Donald Trump and congressional Republicans have declared their intention to roll back the IRA and other clean energy initiatives. Chris Wright, a fracking CEO and Trump’s nominee for secretary of energy, is an unabashed advocate of fossil fuels.
But, Podesta countered, “the economics of the clean energy transition have simply taken over. New power generation is going to be clean. The desire to build our next generation nuclear is still there. The [data center] hyperscalers are still committed to powering the future with clean energy. The auto companies are still investing in electrification and hybridization.
“All those trends are not going to be reversed,” he said. “Are we facing some new headwinds? Absolutely. But will we revert back to the energy system of the 1950s? No way.”
Echoing Podesta, the buzz at the conference was upbeat. Crane noted that many of DOE’s funding opportunities have continued to draw more applicants than could be funded. The Grid Resilience and Innovation Partnerships Program was eight times oversubscribed, he said.
Crane also pitched to investors at the event that DOE-funded projects are well-vetted and derisked.

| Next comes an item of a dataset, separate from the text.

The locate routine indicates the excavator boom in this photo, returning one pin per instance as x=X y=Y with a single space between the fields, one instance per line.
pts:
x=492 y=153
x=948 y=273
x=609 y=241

“One of the most important things … the Department of Energy has done for the private sector is that we put immense effort into picking the best of the best in terms of projects,” he said. “Of course, any [investor] here is going to do their own due diligence, but I think it’s fair to say that if the Department of Energy has … provided a grant to a company, if we’ve provided a loan to a company, they’ve been subject to extensive due diligence, and we believe the technology that we’re financing can scale and the projects can be commercially viable.
“Treat us as like a Good Housekeeping seal of approval,” he said.
Podesta also argued that U.S. innovation in clean energy will continue to be critical to ensure the nation can compete in global markets.
“The prices of clean technologies will keep dropping, and the need to compete with the rest of the world, as they move full steam ahead on clean energy, is going to only increase and increase and increase,” he said. “Now it’s up to you, America’s clean energy entrepreneurs and clean energy companies, to lead that transition.
“We need you to keep innovating, showing the world that America leads with big ideas.” Podesta said. “We’re counting on you to carry this work forward, for the sake of your businesses, for the sake of the communities you’ve invested in, for the sake of the American people, of our economy, our security, our young people and our planet.
“Thank you for what you’re doing. Just keep doing it. Do it faster. Do more of it, and we’ll all be better off.”